L'Institut allemand de normalisation (DIN) met l'accent sur l'application systématique des normes comme élément fondamental de l'assurance qualité et de la réduction des risques. Bien que les normes soient juridiquement facultatives en principe, elles ont de facto un effet contraignant dans la pratique de la construction : celui qui s'écarte des normes reconnues supporte l'entière charge de la preuve en cas de sinistre. Pour les fabricants, les planificateurs et les entreprises d'exécution, cela signifie que l'application conforme des normes garantit non seulement les normes techniques minimales, mais offre également une protection en matière de responsabilité civile.

Dans le domaine des matériaux de construction, cette importance se concrétise particulièrement pour les propriétés de sécurité. L'établissement de classes de résistance à la compression pour le béton selon la DIN EN 206 ou la classification des isolants en fonction du comportement au feu selon la DIN 4102 créent des bases comparables et sûres d'un point de vue juridique pour les appels d'offres et le choix des produits. De même, la DIN EN 13501 définit des classes de réaction au feu uniformes au niveau européen, qui sont essentielles, par exemple, pour la spécification des isolants dans les systèmes de façade ou pour les panneaux de bois dans la construction multi-étages. Sans référence normative, une comparabilité fiable entre les produits de différents fabricants serait à peine possible.

Au-delà de la dimension technique, les normes gagnent de plus en plus en importance pour l'évaluation de la durabilité. La DIN EN 15804 régit l'établissement des déclarations environnementales de produit (DEP) et crée ainsi une base transparente et comparable pour l'analyse du cycle de vie des matériaux de construction. Des fabricants comme Holcim, Knauf ou ROCKWOOL utilisent les DEP comme document de preuve pour l'empreinte carbone, la part de matériau recyclé et la circularité de leurs produits. Les planificateurs qui visent des certifications de bâtiments selon DGNB ou LEED dépendent de ces déclarations environnementales standardisées pour démontrer par le calcul que les critères de durabilité requis sont satisfaits. Le débat sur la durabilité dans la construction est ainsi de plus en plus structuré par les exigences normatives.
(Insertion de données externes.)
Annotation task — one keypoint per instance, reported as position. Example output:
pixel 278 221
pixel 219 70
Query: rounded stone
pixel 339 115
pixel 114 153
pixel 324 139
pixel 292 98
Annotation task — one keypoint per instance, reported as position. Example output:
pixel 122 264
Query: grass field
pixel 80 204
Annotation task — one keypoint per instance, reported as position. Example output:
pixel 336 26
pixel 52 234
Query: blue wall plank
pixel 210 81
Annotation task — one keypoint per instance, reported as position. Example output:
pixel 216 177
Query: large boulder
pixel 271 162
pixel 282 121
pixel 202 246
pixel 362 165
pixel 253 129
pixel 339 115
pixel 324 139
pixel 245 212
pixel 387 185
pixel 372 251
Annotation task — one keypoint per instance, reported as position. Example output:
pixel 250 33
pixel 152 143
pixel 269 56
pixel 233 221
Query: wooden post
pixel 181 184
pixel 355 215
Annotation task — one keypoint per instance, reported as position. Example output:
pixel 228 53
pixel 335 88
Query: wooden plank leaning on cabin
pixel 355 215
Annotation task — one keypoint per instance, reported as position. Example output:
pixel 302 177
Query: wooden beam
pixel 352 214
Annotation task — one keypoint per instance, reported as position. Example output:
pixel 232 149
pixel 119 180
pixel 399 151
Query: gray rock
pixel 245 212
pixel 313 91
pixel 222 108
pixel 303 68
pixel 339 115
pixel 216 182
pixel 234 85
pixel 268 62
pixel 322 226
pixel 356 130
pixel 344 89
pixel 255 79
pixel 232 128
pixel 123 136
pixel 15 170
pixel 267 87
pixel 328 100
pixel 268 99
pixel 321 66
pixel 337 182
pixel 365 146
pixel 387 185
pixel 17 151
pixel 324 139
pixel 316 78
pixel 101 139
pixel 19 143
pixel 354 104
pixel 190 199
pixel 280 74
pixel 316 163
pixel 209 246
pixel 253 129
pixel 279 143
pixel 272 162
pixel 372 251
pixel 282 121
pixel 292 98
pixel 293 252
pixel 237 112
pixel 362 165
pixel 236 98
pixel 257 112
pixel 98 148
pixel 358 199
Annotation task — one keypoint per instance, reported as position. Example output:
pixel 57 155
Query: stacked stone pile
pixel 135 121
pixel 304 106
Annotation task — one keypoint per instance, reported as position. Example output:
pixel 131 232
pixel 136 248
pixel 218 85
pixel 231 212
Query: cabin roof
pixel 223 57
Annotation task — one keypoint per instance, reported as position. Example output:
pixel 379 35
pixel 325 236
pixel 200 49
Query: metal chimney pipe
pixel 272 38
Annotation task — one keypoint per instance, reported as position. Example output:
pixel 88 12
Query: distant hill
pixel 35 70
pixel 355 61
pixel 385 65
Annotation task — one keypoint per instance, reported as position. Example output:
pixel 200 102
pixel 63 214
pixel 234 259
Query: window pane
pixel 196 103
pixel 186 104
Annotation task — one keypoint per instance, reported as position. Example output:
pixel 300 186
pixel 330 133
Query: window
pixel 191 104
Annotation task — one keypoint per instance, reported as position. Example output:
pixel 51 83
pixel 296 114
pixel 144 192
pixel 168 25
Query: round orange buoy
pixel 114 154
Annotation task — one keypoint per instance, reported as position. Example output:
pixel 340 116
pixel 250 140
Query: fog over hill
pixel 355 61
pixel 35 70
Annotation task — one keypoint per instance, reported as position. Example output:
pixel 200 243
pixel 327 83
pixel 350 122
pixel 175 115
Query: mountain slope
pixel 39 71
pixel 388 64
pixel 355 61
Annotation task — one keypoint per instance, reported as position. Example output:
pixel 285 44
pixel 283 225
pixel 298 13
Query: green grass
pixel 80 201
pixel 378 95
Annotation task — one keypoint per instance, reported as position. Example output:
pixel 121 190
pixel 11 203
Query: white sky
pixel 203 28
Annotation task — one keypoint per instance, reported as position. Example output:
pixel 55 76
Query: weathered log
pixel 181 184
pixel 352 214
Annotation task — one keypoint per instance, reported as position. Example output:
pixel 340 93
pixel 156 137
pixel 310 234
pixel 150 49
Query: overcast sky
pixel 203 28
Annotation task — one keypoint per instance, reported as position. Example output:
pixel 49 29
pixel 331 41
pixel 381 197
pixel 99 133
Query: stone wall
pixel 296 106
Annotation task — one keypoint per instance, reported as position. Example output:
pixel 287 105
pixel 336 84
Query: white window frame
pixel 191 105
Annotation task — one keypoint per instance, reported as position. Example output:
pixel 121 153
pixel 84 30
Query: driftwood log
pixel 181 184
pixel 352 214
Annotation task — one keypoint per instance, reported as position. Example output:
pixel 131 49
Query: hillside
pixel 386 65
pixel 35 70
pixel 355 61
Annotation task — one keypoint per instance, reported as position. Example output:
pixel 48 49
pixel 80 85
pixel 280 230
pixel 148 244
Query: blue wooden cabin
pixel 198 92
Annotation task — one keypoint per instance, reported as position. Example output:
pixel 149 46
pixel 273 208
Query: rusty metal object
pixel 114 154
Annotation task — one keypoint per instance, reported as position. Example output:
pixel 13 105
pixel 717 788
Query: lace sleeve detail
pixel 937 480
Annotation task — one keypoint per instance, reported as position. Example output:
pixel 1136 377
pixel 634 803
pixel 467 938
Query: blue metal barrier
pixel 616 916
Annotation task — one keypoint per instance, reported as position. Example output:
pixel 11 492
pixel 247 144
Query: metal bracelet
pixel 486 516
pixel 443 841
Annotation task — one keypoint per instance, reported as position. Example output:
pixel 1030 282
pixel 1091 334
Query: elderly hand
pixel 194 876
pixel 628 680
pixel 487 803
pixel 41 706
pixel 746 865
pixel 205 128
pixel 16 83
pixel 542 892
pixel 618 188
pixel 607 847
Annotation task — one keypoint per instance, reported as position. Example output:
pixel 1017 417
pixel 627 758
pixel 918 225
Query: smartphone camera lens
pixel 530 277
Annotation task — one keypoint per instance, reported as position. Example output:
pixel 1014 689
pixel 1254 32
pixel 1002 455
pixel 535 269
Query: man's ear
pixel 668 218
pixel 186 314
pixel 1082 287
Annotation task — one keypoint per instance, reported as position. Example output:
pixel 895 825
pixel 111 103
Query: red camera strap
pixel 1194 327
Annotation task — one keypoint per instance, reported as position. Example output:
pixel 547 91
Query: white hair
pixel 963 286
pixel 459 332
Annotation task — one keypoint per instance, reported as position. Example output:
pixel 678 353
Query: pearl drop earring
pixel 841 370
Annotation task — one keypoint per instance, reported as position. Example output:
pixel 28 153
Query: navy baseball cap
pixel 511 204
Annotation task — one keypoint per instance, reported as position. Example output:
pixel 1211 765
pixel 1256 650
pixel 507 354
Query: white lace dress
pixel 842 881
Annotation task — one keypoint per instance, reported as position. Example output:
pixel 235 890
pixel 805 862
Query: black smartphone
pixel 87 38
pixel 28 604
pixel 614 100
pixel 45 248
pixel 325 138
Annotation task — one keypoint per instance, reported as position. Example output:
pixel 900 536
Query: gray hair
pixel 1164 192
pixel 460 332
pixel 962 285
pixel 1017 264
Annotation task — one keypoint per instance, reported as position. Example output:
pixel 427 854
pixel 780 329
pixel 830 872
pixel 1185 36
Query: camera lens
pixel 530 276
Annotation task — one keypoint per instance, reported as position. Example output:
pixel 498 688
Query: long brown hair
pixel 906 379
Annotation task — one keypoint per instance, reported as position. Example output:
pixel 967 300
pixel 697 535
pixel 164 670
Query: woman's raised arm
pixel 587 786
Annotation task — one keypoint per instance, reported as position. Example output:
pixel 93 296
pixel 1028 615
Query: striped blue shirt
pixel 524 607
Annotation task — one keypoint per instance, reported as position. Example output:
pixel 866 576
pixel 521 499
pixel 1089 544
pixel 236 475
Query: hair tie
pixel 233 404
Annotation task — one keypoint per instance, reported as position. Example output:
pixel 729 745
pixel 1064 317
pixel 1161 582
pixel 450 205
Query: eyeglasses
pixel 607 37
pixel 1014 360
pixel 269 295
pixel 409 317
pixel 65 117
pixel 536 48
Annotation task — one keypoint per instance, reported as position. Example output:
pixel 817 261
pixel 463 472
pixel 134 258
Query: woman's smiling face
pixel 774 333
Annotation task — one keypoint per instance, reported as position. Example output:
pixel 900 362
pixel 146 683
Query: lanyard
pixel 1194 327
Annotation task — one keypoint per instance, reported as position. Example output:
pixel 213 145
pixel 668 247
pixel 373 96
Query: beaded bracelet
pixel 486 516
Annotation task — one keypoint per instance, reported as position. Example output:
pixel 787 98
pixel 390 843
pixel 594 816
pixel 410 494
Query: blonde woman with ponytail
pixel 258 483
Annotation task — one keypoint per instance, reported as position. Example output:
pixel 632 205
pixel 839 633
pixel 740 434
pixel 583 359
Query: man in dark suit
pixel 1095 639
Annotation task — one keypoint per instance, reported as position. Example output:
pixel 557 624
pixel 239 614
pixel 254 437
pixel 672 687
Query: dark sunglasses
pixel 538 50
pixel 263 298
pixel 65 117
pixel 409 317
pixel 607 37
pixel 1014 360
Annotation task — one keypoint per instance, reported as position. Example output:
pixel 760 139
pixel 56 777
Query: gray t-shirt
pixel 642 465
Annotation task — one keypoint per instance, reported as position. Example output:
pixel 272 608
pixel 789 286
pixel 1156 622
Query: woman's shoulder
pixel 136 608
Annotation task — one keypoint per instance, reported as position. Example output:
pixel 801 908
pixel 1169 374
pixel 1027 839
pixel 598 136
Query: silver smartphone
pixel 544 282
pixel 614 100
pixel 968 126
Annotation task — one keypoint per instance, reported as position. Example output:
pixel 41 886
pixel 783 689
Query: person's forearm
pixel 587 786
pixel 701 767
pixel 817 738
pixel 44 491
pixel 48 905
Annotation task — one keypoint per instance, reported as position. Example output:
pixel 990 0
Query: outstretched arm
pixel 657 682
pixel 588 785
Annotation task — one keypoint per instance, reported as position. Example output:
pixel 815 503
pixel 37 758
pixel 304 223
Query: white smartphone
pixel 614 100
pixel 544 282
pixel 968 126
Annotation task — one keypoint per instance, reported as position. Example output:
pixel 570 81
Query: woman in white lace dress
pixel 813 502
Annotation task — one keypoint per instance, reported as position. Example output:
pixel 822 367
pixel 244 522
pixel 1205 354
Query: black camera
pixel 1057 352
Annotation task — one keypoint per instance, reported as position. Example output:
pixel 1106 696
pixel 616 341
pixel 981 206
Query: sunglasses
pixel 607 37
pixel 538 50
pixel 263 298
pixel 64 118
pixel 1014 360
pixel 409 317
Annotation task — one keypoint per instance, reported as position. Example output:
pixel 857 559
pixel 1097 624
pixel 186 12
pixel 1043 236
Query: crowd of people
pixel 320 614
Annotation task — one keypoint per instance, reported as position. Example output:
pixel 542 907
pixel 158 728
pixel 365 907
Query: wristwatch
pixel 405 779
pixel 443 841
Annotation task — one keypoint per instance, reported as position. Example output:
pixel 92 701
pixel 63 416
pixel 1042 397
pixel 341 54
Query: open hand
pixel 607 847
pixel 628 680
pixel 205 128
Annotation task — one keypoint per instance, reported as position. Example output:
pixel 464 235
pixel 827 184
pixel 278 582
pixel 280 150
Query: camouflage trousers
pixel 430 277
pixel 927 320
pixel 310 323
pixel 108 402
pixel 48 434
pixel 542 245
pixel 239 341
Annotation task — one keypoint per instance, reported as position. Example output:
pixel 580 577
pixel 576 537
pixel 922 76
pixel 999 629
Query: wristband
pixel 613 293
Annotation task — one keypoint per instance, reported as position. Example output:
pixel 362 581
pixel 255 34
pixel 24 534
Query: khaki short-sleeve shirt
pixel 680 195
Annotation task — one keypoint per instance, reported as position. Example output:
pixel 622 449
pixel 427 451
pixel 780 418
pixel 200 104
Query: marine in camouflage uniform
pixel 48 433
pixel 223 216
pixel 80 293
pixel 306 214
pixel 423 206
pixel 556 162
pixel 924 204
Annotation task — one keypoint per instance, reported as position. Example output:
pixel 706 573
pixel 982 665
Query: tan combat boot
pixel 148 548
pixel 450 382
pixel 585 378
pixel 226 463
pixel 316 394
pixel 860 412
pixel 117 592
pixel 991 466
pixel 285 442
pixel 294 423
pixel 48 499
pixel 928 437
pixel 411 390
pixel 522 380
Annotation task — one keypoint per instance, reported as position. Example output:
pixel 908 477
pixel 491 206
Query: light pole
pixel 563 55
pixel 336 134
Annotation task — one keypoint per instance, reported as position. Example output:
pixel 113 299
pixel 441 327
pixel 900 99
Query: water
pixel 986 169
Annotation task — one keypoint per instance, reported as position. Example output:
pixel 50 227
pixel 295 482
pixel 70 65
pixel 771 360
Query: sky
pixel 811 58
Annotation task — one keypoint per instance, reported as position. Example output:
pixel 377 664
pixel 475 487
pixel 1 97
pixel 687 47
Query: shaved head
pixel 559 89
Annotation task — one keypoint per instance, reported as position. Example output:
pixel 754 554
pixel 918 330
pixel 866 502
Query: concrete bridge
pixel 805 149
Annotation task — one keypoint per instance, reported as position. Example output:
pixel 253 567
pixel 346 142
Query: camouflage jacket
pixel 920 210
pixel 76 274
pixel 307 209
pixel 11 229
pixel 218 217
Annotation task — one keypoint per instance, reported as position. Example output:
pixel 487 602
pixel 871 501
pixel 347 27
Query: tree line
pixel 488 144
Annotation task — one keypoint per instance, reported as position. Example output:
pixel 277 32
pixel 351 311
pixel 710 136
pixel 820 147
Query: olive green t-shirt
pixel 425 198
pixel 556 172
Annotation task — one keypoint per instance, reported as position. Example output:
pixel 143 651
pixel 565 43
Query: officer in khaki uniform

L'intégration de nouvelles technologies et matériaux dans la normalisation est cependant un processus long. Les innovations comme le béton carboné ou le béton neutre en CO₂ se situent encore parfois dans des procédures d'approbation avec des approbations techniques générales (abZ) ou des évaluations techniques européennes (ETE), avant d'être intégrées dans des normes harmonisées. Pour les responsables de produits et les planificateurs, cela signifie : le statut normatif d'un matériau détermine son utilisation, son assurabilité et son acceptation sur le marché. Quiconque mise sur des matériaux de construction innovants doit évaluer précisément leur degré de maturité normative et, le cas échéant, fournir des preuves individuelles.

Le DIN souligne également la dimension économique : les normes réduisent les coûts de transaction dans les chaînes d'approvisionnement, facilitent le commerce transfrontalier et créent une sécurité de la planification. Sur un marché de plus en plus régulé – par exemple par la loi sur l'efficacité énergétique des bâtiments (GEG) ou les futures exigences du CBAM – la conformité normative devient également un facteur décisif pour la compétitivité. Les entreprises qui investissent tôt dans des processus et une documentation conformes aux normes se sécurisent des avantages stratégiques sur un marché caractérisé par une densité réglementaire croissante.